Los Angeles would again turn away a solid Chicago club under coach [[Dick Motta]]. The series went the full seven games, which showed the Lakers had clearly dropped a couple notches. Game one had been an overtime affair, while LA needed their fourth home game to win Game Seven 95-92. Chicago, like Baltimore and Atlanta, had become the solid second-tier team that could not get past the giants.
 
Milwaukee looked to be that fourth giant as they met the 47-win Golden State Warriors. But the Warriors did not read the script.
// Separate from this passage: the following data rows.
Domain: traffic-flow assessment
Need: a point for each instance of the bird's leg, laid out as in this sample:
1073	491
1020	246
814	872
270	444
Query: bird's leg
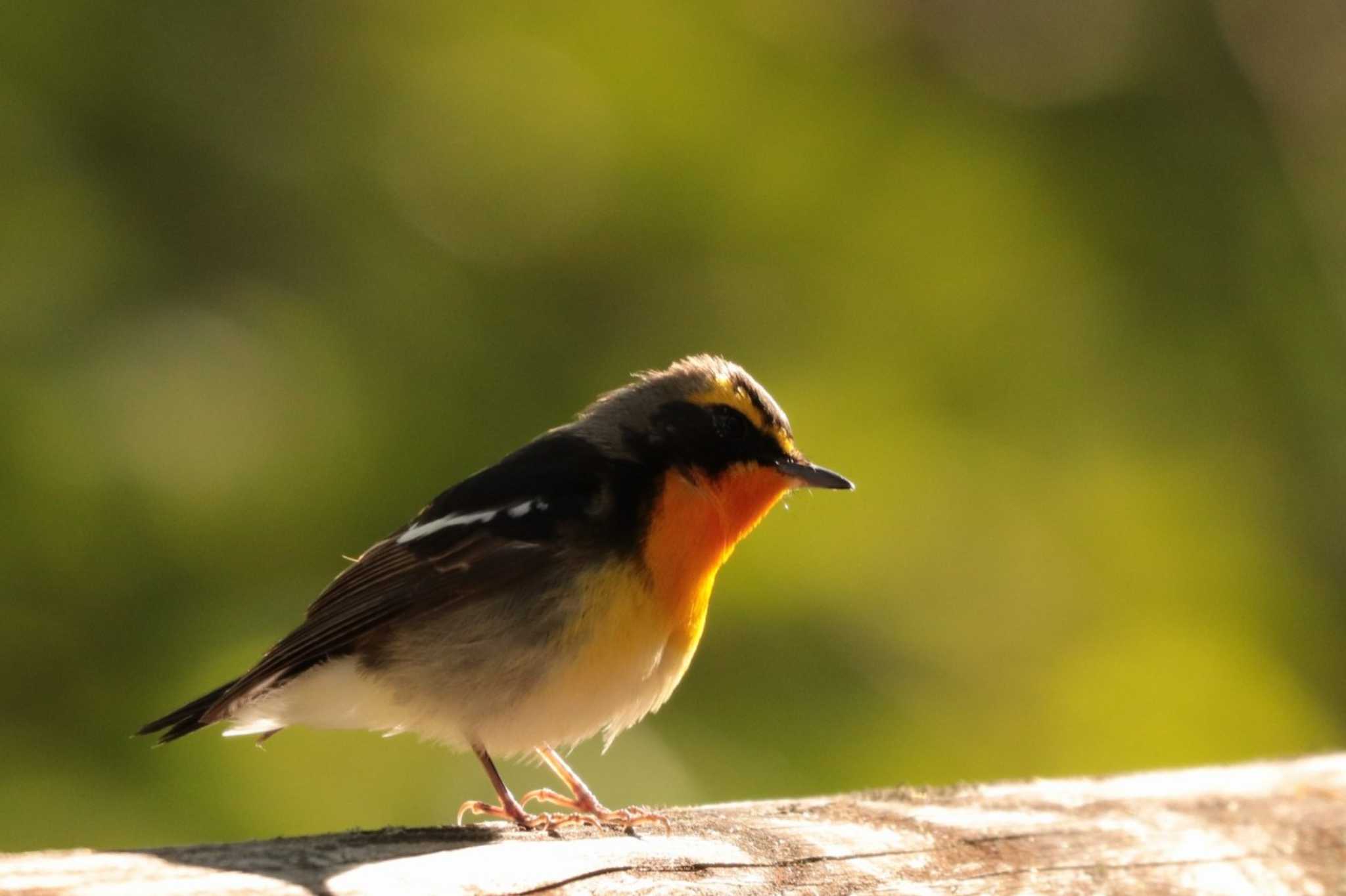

Nate Thurmond wanted to prove he could defend the league's best center and he surely did, dropping Abdul-Jabbar's scoring by eight points and shooting by 12% in the series. Rick Barry had finally rejoined his NBA team from five years ago also, and Clyde Lee starred as well helping Thurmond to a 4-2 series win that wasn't really very close. Game Six ended 100-86. Milwaukee's Robertson saw a solid series fall short.
 
Meanwhile, Los Angeles was resting, having used three 20-point scorers and Chamberlain's dominance inside to brush off Golden State 4-1. Al Attles' Warriors may still have been celebrating their win over Milwaukee. Game Three was a huge 126-70 Laker win in Oakland. The Warriors won Game Four, but all it did was force the series back to Southern California, where the Lakers clinched in Game Five.